From a treasurer’s standpoint, Perkins emphasizes, “The most important part is to have a service provider that understands your needs and can help you with the solution that you’re looking for.” Perkins also advises confirming the solution provider can help with the bigger pieces of supply chain finance setup, such as vendor onboarding.

From his perspective of working with a syndicate of banks, Gosma advises sending out an RFP to ensure a fair comparison of potential banking relationships. After receiving the bank’s proposals, he recommends treasury departments meet with banking representatives to hear their pitch, which also helps with relationship building. Gosma comments, “Some of the banks will win. Some will lose. But again, if you’re able to spread that out a little bit and share the wallet, you’ll maintain a good bank group.
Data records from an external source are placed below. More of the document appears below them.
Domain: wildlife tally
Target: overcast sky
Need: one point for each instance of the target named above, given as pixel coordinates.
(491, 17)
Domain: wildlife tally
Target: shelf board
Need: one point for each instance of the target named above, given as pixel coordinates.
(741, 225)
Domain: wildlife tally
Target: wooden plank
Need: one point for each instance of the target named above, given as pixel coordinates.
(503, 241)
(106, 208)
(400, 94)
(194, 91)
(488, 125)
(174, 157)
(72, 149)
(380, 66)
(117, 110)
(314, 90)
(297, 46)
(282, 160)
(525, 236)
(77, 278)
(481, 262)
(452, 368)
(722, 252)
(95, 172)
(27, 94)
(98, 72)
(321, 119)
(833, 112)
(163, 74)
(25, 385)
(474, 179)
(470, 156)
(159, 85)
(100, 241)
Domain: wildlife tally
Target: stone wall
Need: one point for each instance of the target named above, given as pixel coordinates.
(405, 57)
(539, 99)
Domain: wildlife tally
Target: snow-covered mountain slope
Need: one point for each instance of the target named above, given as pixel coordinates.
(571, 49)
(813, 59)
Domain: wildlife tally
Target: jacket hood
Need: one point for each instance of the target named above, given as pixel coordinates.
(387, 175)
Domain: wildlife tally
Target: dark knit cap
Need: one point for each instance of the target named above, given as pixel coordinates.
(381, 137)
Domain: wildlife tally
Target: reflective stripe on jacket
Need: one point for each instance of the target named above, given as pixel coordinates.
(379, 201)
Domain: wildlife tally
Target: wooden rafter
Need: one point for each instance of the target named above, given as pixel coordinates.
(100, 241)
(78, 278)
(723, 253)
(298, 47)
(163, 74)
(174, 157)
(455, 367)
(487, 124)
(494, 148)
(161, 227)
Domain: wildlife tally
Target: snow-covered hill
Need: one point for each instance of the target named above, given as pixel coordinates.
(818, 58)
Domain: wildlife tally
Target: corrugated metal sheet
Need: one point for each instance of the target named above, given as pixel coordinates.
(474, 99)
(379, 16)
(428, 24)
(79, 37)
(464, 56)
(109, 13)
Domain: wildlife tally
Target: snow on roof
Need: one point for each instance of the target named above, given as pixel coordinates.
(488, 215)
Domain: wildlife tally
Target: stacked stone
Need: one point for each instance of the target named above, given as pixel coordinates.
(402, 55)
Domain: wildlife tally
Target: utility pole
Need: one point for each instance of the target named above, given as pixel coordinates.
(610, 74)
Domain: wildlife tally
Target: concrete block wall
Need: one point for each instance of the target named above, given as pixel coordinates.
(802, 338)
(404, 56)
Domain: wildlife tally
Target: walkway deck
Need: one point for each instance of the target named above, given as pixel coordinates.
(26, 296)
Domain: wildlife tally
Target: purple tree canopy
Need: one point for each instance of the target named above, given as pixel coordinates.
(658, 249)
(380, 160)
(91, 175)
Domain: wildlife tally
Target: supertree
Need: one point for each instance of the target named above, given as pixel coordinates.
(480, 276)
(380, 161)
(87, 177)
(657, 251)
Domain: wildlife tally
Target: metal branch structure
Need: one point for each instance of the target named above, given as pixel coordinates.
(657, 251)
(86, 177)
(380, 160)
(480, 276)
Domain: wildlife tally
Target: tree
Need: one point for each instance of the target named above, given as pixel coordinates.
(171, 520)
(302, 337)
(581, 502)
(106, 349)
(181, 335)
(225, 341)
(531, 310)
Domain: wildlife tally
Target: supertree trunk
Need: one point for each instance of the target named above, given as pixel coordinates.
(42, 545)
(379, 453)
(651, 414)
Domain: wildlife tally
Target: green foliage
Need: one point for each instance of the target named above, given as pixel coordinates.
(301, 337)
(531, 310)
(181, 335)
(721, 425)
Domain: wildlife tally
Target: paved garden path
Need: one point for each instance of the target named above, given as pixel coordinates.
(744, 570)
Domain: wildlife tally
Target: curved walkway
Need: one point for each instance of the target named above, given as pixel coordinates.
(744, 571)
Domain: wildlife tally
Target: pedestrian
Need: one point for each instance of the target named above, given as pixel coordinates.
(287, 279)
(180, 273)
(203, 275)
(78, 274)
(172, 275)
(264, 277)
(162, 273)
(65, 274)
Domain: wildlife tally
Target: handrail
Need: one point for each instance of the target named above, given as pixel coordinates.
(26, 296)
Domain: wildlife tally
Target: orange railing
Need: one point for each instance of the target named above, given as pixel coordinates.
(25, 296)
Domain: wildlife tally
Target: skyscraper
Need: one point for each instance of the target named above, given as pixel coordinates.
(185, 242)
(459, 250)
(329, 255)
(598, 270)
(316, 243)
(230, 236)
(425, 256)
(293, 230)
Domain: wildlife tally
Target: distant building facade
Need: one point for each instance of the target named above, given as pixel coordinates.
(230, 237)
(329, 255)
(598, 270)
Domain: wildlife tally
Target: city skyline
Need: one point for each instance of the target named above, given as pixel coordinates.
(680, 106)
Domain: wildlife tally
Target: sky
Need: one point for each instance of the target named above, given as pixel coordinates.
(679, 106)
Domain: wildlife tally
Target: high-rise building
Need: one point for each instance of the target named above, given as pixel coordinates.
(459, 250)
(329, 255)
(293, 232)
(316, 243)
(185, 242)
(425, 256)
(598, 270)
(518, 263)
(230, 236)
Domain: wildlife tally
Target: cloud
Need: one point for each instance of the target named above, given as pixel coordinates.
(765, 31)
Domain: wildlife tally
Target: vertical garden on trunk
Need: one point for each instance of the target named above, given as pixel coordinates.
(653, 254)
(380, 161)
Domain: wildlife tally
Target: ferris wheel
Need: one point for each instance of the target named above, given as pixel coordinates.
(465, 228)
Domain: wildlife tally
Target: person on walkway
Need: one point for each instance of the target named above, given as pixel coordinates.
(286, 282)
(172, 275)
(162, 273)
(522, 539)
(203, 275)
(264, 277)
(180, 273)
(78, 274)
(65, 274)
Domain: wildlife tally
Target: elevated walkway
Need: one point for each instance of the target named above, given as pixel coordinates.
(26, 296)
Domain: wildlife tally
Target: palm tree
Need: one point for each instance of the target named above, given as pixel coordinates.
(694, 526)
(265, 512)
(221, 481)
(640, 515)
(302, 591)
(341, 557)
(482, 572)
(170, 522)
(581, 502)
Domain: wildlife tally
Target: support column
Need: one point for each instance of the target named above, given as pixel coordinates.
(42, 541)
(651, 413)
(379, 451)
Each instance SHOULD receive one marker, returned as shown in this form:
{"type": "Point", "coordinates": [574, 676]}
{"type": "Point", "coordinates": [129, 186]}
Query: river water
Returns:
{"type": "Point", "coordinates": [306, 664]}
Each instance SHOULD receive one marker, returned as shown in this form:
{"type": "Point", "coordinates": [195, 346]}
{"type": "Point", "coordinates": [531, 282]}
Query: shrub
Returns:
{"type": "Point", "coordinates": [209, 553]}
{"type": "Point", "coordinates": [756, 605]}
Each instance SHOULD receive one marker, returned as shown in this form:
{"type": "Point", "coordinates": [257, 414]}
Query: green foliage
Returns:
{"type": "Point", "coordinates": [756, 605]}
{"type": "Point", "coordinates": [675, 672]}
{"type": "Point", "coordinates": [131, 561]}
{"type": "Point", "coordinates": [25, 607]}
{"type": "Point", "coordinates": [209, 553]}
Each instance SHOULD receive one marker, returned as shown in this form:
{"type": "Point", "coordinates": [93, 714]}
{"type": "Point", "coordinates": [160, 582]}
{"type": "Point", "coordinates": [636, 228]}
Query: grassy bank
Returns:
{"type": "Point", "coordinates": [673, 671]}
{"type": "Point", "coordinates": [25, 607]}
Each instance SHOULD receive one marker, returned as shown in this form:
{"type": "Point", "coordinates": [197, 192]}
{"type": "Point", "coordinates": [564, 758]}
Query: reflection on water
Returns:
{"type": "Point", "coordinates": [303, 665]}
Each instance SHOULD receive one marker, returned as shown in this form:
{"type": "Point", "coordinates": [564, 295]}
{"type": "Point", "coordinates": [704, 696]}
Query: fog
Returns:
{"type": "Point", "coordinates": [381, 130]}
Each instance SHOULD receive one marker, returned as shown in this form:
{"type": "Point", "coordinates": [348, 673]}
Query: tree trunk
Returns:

And that’s something I mentioned earlier, maintaining that relationship, because you may need that relationship for some other event that comes along.”

Another key factor in selecting providers is to make sure the counterparty risk is not a concern on your side. Perkins emphasizes, “Please make sure you use a bank or a service provider that will be stable and will be with you through the entire program. It’s not a quick and easy one. It takes a lot of time to set these things up correctly.”

DeCrane underscores there are options other than banks, including fintechs and other technological solutions, that enable suppliers to sign up for supply chain finance programs. Perkins adds, “There are a number of really good fintech solutions and they are sometimes easier to implement than the banks, but it’s up to you and what your company really needs.”

Optimizing Working Capital with Kyriba Platform

Kyriba’s Poloniato provides a brief overview of how Kyriba can accelerate the cash conversion cycle, including SCF options, by optimizing payables and receivables management.

An important component of Kyriba’s Enterprise Liquidity Management platform, the Kyriba Working Capital Solution includes:

  • Dynamic Discounting (DD): Optimize your excess cash by paying your suppliers early in return for a discount.
  • Supply Chain Finance (SCF): Optimize cash flows by extending payment terms to suppliers, while allowing all suppliers access to an early payment.
  • Hybrid SCF and Dynamic Discounting: Switch between third-party funding and self-funding solutions dependent on your cash position at any given time.
  • Purchase Order Finance: Allow suppliers to be paid before an invoice has been approved.
  • Receivables Finance: Optimize cash flows by getting paid early for unpaid receivables from your customers.

Supply Chain Finance diagram

Unlocking the Potential for Future Growth

With supply chain finance solutions, organizations can reduce financing costs and optimize cash flow to free up capital, allowing for better financial management and investment growth opportunities. SCF solutions can help in the on-going effort to ensure organizations are extracting capital, not over-investing in inventory, and collecting and paying on an effective basis.

With increasing interest rates and technological developments, supply chain finance is a lucrative opportunity for organizations to work better with suppliers and build on relationships over the long term. DeCrane suggests putting working capital programs “in place before you need them” because they will provide “a return in a lower cost of capital to your organization. The economics are solid and any CFO would be very excited to make the investment.”